Russia Now Produces More Than 50 Types of Civilian Unmanned Vehicles
At a national exhibition on autonomous technologies, Russian officials said the country is already manufacturing more than 50 distinct types of civilian unmanned vehicles—spanning transport, logistics, agriculture, and public safety.

Russia is rapidly expanding its unmanned transport ecosystem. At a recent exhibition dedicated to autonomous technologies, the Ministry of Transport of the Russian Federation reported that the country now produces more than 50 unique types of civilian autonomous vehicles, ranging from drones and delivery robots to driverless trucks and trains.
According to the ministry, the intensity of drone flights increased by 20 percent over the past year, driven in part by regulatory changes. Russia now operates a unified digital system for submitting flight plans and obtaining airspace permits. In 2025 alone, that system authorized more than 178,000 drone flights.
From Delivery Robots to Driverless Freight
A wide range of unmanned systems are already operating across the country. These include autonomous trains, last-mile delivery robots, heavy unmanned aerial vehicles, and self-driving freight trucks.
During a visit to the exhibition, Vladimir Putin was told that delivery robots developed by Yandex completed more than 850,000 deliveries in a single year.
Yandex plans to scale that fleet to 5,000 robots by the end of 2026. According to Transport Minister Andrey Nikitin, robot deliveries are already cheaper than traditional courier services. By 2027, Yandex alone expects to operate around 20,000 delivery robots, with other companies pursuing similar projects.

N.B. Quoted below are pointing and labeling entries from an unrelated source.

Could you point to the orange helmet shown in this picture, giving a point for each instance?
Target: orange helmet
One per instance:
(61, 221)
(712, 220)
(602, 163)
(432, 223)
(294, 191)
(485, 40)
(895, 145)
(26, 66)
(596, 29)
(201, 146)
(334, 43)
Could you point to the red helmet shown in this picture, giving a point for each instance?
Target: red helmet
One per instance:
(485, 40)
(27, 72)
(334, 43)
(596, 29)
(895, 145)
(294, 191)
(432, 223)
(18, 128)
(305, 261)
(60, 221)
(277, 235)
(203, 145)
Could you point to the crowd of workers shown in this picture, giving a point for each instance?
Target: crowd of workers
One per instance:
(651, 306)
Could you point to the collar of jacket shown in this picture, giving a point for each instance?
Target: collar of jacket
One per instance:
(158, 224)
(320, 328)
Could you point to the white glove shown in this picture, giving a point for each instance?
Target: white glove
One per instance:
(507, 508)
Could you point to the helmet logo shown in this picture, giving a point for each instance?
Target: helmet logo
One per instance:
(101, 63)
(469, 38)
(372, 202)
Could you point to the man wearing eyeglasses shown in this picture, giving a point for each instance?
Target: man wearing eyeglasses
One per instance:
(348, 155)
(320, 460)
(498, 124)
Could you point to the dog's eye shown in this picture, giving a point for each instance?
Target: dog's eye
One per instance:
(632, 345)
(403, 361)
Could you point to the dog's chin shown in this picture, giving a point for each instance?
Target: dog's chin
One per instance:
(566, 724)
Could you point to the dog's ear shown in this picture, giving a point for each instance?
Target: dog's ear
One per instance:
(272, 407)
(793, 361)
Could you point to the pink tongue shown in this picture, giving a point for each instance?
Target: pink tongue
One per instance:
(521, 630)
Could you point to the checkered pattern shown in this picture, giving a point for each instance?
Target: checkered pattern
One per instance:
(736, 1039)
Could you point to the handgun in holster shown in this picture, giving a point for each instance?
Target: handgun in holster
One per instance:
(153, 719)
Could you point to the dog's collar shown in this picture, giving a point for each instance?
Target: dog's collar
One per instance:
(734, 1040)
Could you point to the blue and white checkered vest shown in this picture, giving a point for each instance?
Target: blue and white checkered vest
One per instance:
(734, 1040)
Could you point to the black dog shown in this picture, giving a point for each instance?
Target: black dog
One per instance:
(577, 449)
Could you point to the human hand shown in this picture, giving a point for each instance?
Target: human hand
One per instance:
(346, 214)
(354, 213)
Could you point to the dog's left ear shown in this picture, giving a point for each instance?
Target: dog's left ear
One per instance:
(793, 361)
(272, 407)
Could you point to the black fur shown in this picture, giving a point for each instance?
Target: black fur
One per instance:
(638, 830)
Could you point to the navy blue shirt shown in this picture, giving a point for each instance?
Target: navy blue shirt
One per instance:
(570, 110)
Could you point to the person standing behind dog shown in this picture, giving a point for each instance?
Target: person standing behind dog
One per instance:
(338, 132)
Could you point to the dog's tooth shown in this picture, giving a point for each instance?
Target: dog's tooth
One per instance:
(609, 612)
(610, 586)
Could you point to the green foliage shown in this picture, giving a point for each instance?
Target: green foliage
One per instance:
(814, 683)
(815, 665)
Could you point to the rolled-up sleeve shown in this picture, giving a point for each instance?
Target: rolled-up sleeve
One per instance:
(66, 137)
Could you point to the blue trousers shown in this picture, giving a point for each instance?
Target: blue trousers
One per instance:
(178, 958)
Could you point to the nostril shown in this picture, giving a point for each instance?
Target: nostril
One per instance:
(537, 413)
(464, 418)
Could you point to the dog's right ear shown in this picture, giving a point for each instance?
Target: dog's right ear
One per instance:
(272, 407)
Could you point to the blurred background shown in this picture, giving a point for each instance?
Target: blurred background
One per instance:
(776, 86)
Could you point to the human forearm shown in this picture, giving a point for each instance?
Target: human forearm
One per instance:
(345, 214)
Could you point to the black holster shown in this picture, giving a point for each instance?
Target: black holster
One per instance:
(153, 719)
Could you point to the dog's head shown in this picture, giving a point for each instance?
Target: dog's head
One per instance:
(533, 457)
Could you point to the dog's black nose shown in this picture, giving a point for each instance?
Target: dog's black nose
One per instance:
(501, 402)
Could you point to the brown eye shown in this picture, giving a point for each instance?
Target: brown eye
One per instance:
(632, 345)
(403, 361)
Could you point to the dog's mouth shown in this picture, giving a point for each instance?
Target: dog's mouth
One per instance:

Russia’s latest autonomous trucks are controlled by AI drivers overseen by generative AI systems, with only a remote human operator monitoring performance. The vehicles communicate with road infrastructure using V2X technology, enabling real-time data exchange.
Autonomous freight trucks in Russia are being developed by Yandex and Navio. In parallel, the Evocargo electric truck is already used in retail and industrial logistics.
Heavy unmanned drones produced by Radar MMS can carry payloads of up to 100 kilograms and are used to deliver supplies to remote areas of the Yamalo-Nenets Autonomous Okrug and the Khanty-Mansi Autonomous Okrug.
Taken together, the exhibition highlights a shift from isolated pilots to scaled deployment. Drones, robots, and AI-driven vehicles are increasingly embedded in everyday economic activity—supported by regulation, infrastructure, and domestic manufacturing rather than experimentation alone.